Brainfood: Potato changes, Anti-carcinogenic kava, Horizontal barley, Genebank use, Lotus diversity, Rubber soul, CWR breeding, Andean PGR, Distribution modelling
- Genetic diversity of Bolivian wild potato germplasm: changes during ex situ conservation management and comparisons with resampled in situ populations. It’s all a bit of a lottery.
- Traditional preparations of kava (Piper methysticum) inhibit the growth of human colon cancer cells in vitro. Still tastes like crap, though.
- Multiple horizontal transfers of nuclear ribosomal genes between phylogenetically distinct grass lineages. 9 independent instances of non-sexual panicoid introgression into wild barley species.
- Who is sowing our seeds? A systematic review of the use of plant genetic resources in research. Ahem, researchers? Study of the UK Vegetable Genebank.
- Evaluation of Lotus corniculatus L. accessions from different locations at different altitudes reveals phenotypic and genetic diversity. Phenotype could be the same, and genotype still be different.
- De novo hybrid assembly of the rubber tree genome reveals evidence of paleotetraploidy in Hevea species. Which happened before Hevea and Manihot diverged.

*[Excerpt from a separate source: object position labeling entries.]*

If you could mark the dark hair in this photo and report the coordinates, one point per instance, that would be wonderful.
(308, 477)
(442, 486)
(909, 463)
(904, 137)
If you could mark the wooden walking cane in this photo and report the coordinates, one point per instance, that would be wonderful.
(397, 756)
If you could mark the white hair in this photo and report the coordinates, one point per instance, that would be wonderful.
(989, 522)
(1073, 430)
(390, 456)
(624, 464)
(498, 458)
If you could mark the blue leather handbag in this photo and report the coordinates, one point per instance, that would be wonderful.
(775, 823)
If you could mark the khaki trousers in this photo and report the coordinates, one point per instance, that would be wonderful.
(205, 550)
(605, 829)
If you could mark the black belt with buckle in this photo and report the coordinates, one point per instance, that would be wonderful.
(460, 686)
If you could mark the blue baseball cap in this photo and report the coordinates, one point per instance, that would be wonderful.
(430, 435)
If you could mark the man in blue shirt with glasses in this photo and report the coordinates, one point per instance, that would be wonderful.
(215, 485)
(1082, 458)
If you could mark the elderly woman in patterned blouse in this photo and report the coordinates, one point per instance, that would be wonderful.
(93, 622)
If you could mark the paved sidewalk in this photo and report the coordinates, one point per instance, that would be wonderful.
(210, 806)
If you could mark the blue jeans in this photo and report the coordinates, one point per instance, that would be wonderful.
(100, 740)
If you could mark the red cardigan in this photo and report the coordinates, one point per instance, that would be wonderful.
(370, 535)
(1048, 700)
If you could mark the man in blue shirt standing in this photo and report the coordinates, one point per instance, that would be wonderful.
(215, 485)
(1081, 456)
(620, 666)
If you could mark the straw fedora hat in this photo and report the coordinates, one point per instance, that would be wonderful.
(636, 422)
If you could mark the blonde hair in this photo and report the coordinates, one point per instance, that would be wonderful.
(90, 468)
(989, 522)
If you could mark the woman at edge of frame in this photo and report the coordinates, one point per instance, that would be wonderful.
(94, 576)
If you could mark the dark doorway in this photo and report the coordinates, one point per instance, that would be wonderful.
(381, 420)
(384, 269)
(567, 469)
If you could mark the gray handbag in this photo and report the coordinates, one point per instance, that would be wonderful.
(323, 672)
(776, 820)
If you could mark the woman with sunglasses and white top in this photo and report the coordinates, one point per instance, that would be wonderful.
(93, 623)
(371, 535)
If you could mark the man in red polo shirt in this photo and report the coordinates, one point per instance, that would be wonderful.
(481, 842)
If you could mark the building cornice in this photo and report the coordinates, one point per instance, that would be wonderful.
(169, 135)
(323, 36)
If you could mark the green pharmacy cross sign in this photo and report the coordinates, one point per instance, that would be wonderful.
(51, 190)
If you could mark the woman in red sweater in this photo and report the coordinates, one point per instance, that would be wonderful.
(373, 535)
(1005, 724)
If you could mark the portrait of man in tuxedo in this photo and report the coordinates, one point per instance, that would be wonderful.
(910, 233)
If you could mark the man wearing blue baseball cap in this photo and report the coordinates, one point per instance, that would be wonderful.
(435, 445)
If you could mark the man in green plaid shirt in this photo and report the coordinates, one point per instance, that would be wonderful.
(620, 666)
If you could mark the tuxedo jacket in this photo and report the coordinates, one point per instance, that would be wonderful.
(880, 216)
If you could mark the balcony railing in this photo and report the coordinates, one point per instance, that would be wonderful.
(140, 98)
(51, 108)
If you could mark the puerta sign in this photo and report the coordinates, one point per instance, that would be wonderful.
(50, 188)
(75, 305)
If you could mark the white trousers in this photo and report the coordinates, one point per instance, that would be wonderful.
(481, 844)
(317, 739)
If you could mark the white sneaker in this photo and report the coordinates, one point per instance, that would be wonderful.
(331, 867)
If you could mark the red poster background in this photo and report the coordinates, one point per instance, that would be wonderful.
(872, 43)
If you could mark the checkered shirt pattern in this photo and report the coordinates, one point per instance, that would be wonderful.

- Potential Uses of Wild Germplasms of Grain Legumes for Crop Improvement. “A big international effort is underway with the aim to adapt agriculture to climate change, which includes collecting, protecting and preparing crop wild relatives. Several pulses are among the major targets: common bean, adzuki bean, chickpea, cowpea, faba bean, groundnut, lentil, lima bean, mung bean, pea, pigeonpea, soybean, urd bean and vetch [197,198]. The information generated and systematized from this project certainly will be a unique source of information and materials facing the current and futures challenges for agriculture in the context of crop wild relatives use.” How sweet.
- Assessing the Benefits of Andean Crop Diversity on Farmers’ Livelihood: Insights from a Development Programme in Bolivia and Peru. Private benefits can incentivize public ones.

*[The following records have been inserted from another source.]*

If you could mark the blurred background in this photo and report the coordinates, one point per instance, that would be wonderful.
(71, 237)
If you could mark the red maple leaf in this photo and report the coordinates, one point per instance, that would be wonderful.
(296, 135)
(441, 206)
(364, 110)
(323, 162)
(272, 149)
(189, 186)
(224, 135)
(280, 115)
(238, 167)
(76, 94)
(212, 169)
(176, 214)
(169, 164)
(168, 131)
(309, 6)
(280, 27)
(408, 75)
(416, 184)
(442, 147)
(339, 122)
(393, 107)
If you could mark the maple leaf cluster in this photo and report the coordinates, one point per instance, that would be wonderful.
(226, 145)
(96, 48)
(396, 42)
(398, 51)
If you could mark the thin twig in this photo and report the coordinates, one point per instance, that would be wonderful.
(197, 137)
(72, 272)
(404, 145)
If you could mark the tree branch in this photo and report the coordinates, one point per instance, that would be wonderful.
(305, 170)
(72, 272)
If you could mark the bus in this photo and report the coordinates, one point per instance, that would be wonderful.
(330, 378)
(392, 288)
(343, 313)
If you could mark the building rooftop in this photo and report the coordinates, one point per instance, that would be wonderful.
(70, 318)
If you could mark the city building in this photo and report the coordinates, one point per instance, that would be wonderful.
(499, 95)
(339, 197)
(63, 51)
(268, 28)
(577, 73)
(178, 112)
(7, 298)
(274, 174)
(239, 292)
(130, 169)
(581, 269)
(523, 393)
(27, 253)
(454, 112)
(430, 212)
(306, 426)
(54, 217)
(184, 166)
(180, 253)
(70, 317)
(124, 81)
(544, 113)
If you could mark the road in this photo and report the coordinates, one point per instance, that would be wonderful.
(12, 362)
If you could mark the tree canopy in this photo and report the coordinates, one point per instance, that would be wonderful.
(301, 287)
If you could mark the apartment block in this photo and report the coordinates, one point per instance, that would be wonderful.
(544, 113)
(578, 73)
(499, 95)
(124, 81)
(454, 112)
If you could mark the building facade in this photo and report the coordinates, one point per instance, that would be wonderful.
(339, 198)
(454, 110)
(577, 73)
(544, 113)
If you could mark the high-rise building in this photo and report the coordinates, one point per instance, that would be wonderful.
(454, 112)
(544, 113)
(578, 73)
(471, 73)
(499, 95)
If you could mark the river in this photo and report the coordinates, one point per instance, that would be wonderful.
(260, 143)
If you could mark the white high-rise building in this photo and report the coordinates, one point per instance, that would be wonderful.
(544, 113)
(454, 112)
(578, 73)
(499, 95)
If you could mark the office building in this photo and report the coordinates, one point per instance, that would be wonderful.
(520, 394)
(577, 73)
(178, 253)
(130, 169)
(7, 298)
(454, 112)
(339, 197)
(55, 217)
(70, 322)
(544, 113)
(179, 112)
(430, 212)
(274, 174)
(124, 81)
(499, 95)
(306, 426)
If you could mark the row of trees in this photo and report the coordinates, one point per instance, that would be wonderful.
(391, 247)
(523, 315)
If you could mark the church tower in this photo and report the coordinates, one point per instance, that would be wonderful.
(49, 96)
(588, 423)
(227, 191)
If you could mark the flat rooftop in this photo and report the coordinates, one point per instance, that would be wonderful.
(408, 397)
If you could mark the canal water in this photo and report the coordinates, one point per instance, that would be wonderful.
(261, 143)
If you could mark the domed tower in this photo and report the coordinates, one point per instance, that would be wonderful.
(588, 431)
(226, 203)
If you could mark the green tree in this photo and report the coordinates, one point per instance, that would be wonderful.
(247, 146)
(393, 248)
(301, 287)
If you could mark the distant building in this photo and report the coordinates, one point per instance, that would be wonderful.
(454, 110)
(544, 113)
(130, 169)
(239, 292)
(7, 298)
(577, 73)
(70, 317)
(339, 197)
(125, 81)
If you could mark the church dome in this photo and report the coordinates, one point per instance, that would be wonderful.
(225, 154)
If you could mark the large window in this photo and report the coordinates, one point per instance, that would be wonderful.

- Modelling of species distributions, range dynamics and communities under imperfect detection: advances, challenges and opportunities. Beyond mere presence.
Nibbles: Wheat rust, Coconut history, Svalbard, Cahokia, Millets, Politics, Crones & robots, Citrus history, Argan development
- Rust continues to never sleep.
- The discussion of whether there were coconuts on the Pacific coast of Panama prior to the Conquista continues on the Coconut Google Group.

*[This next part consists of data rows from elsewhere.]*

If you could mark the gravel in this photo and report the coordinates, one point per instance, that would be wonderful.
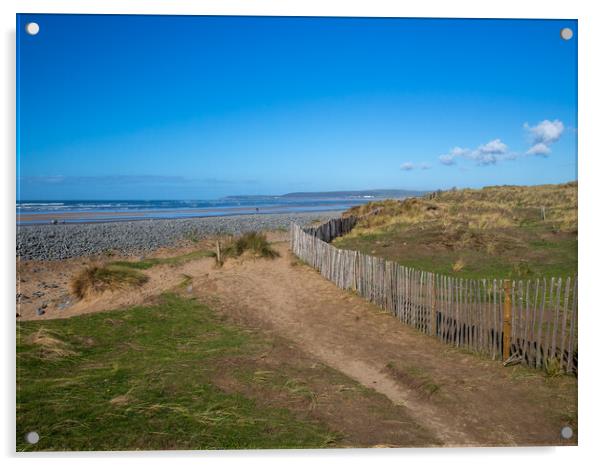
(63, 241)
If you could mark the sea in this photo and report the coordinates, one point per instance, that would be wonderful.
(43, 212)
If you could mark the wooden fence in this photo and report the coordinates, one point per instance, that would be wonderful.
(529, 321)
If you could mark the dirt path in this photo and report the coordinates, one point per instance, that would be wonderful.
(464, 399)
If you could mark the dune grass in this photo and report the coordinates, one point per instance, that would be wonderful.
(141, 378)
(145, 264)
(498, 232)
(253, 243)
(96, 279)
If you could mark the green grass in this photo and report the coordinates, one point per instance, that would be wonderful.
(152, 262)
(141, 378)
(496, 232)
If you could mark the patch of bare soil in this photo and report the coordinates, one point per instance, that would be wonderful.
(433, 389)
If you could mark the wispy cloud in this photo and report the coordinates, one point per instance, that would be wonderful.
(111, 180)
(408, 166)
(543, 135)
(486, 154)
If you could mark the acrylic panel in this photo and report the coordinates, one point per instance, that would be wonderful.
(295, 232)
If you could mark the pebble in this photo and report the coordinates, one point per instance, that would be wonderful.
(63, 241)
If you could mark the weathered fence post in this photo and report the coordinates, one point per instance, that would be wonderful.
(434, 309)
(507, 320)
(218, 253)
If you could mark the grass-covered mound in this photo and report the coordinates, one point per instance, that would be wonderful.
(141, 379)
(501, 231)
(253, 243)
(96, 279)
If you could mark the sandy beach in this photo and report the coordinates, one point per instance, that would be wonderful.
(64, 241)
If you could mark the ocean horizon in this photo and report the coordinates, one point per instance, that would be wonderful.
(42, 212)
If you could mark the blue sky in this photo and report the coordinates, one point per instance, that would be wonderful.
(168, 107)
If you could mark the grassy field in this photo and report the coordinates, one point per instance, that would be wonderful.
(498, 232)
(141, 378)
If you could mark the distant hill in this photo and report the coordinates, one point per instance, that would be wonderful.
(361, 194)
(395, 193)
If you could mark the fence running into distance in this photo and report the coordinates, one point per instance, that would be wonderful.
(528, 321)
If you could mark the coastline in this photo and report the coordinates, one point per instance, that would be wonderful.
(50, 242)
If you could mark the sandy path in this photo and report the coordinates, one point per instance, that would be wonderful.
(477, 402)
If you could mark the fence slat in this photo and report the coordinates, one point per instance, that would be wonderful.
(457, 311)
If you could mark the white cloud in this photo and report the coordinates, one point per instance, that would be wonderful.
(546, 131)
(495, 147)
(539, 149)
(486, 154)
(448, 159)
(459, 152)
(543, 135)
(408, 166)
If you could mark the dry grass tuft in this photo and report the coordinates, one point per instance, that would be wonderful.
(97, 279)
(50, 346)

- ICARDA and CIMMYT continue to love the Svalbard Global Seed Vault.
- Climate change continues to be implicated in past societal collapses.
- NPR continues to plug those millets.
- Cautionary tale of Vavilov and Lysenko continues to be told, thankfully.
- The rise and rise of the drone continues. See what I did there?
- The relentless popular culture journey of citrus continues.
- And that of argan begins.
A wheat by any other name
NPR have a piece out on that interspecific perennial “wheat” that we blogged about a couple of weeks ago. Nice picture of the thing itself, and of Colin Curwen-McAdams, who co-wrote the paper involved. No sign of the name xTritipyrum though, perhaps unsurprisingly.